DOC Cop Delivers Free Anti-Plagiarism Tools
A new service has been launched to help instructors in both higher education and K-12 institutions detect plagiarized work submitted by students. The service, DOC Cop, is an entirely Web-based tool that provides free and automated assistance in locating "source material" (ahem) used in assignments submitted to teachers.
DOC Cop was developed by Mark McCrohon, who previously worked in an Australian university and told us he got the idea from the system as he witnessed students colluding on work that was supposed to be an individual effort and turning in duplicate assignments to multiple professors.
"Often teachers and professors are oblivious to the amount of plagiarism and collusion by students so they are not even aware that they need to do something about it," McCrohon told us. "DOC Cop really helps in exposing the size of the collusion problem."
The service is available free of charge and requires only a valid e-mail address to use, which allows for a degree of anonymity. Also, according to the company, the service does not store work submitted for detection longer than the period required to perform the plagiarism check.

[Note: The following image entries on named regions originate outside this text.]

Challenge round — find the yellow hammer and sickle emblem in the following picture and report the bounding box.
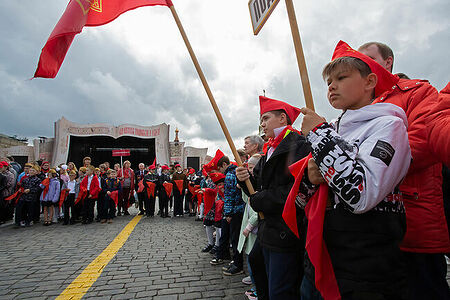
[75,0,102,15]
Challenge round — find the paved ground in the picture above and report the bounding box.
[0,210,248,299]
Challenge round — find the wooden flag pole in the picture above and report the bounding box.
[286,0,314,110]
[170,5,256,199]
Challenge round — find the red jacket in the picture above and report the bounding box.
[80,175,100,199]
[427,82,450,167]
[374,79,450,253]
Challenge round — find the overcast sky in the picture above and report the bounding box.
[0,0,450,155]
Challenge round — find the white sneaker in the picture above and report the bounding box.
[242,276,252,285]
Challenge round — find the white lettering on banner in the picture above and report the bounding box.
[248,0,280,35]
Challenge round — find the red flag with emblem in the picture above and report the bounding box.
[203,188,217,216]
[34,0,173,78]
[283,154,341,299]
[109,191,119,207]
[41,178,50,199]
[5,187,24,204]
[59,189,70,208]
[138,179,145,193]
[163,182,173,197]
[74,188,88,205]
[147,181,156,198]
[174,180,184,194]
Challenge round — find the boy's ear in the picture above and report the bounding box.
[366,73,378,90]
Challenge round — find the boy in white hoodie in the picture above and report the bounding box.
[296,41,411,299]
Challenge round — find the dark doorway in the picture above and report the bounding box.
[187,156,200,172]
[67,136,156,170]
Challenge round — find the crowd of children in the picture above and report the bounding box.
[0,41,450,300]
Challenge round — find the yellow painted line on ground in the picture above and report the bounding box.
[56,215,142,300]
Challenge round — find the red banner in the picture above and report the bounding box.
[109,191,119,207]
[203,188,217,216]
[138,179,145,193]
[34,0,172,78]
[174,180,184,194]
[113,149,130,156]
[59,189,70,208]
[163,182,173,197]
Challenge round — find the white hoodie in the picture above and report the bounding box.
[307,103,411,214]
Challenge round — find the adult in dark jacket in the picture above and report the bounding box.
[236,96,310,300]
[134,163,149,215]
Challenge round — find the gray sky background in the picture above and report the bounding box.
[0,0,450,155]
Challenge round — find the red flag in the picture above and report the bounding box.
[59,189,70,208]
[283,154,341,300]
[109,191,119,207]
[174,179,184,194]
[203,188,217,216]
[34,0,173,78]
[74,188,87,205]
[41,178,50,199]
[5,187,24,204]
[188,184,195,196]
[138,179,145,193]
[197,191,203,212]
[163,182,173,197]
[147,181,156,198]
[148,157,156,170]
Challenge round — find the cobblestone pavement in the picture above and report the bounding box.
[0,209,248,300]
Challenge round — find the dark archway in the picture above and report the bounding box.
[67,136,156,170]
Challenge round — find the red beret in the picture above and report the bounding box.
[209,173,225,184]
[259,96,300,123]
[331,41,399,97]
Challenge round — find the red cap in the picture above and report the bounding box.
[259,96,300,123]
[208,149,225,170]
[209,173,225,184]
[331,41,399,97]
[148,157,156,170]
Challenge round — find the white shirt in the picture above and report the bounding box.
[67,180,77,194]
[266,126,286,161]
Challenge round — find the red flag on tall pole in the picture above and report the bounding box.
[34,0,173,78]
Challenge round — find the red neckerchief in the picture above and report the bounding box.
[282,154,341,300]
[263,125,302,155]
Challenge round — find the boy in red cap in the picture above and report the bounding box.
[172,164,187,217]
[144,165,159,218]
[359,42,450,299]
[236,96,310,300]
[296,41,411,299]
[157,165,172,218]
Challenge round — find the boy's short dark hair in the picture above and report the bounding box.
[270,109,292,125]
[322,56,372,80]
[217,156,230,167]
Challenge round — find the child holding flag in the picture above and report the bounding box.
[100,169,122,224]
[290,41,411,299]
[40,169,61,226]
[16,164,41,227]
[236,96,310,300]
[62,170,80,225]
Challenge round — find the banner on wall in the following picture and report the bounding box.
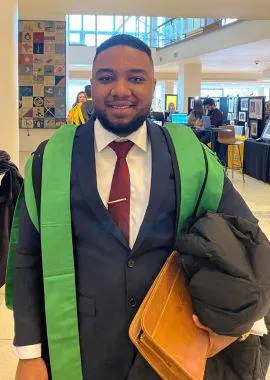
[19,21,66,129]
[165,94,178,112]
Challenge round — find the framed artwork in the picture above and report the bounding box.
[18,20,66,129]
[249,98,263,120]
[233,97,239,114]
[261,119,270,142]
[165,94,178,112]
[240,98,248,111]
[229,98,234,113]
[250,120,258,137]
[238,112,246,122]
[213,98,220,109]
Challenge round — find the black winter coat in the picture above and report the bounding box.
[178,213,270,380]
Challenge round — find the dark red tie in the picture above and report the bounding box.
[108,141,133,243]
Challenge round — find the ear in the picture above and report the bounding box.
[153,78,157,95]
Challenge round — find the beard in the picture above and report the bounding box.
[94,108,150,136]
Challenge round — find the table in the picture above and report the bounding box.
[244,139,270,183]
[192,127,232,152]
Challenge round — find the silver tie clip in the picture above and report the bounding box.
[108,198,127,205]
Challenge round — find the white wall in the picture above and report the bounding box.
[19,0,270,20]
[157,20,270,64]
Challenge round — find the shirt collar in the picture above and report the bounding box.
[94,119,148,152]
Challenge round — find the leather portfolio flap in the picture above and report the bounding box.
[130,252,209,380]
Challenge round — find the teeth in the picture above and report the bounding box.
[112,106,130,110]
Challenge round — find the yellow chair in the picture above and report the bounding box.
[218,125,246,182]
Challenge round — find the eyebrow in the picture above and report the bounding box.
[96,68,148,75]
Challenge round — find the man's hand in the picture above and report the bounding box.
[193,315,238,358]
[15,358,49,380]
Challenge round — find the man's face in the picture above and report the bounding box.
[91,45,155,133]
[205,104,215,111]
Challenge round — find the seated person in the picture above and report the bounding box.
[188,99,211,144]
[166,103,176,121]
[188,99,205,128]
[203,98,227,166]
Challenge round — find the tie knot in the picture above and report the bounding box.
[109,141,134,158]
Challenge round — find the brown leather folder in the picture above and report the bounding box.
[129,252,209,380]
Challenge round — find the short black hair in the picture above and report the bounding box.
[94,34,153,64]
[203,98,216,106]
[84,84,92,98]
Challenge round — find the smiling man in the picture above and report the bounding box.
[10,35,270,380]
[92,37,156,135]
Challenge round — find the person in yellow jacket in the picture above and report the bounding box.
[67,91,87,125]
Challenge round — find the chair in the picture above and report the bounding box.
[217,125,245,182]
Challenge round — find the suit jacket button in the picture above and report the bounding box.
[128,260,135,268]
[129,297,137,307]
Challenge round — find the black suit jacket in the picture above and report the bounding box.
[14,120,255,380]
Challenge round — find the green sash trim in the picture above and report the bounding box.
[6,125,224,380]
[5,187,24,310]
[166,124,224,238]
[197,144,224,216]
[40,125,82,380]
[24,156,39,231]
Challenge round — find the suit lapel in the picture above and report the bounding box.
[73,119,129,248]
[131,123,172,255]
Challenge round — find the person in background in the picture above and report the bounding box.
[203,98,223,128]
[203,98,227,166]
[188,99,205,128]
[82,84,93,123]
[67,91,87,125]
[11,35,270,380]
[166,103,176,121]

The service provides three types of checks:
- DOC Check, which evaluates individual documents--up to five at a time, 250,000 word maximum each--against one another;
- Corpus Check, which evaluates an unlimited number of documents (up to 12,000 words each) against one another; and
- Web Check, which compares strings of text (up to 550 words) against results found on the Web.
Both DOC Check and Corpus Check offer an unlimited number of checks per day per guest account. Web Check supports limited uses per day, depending on the load on the system at ay given time.
Submitted works are checked, and the results are returned to the user via e-mail in less than an hour. McCrohon told us he's seeing the service used by K-12 and higher education instructors to check their students' work and by university researchers to check their own work against content on the Web in order to avoid accidental plagiarism.
McCrohon said he intends to keep the service free and that he hopes to fund continued development (and ongoing costs) by getting academic institutions to promote themselves on the site.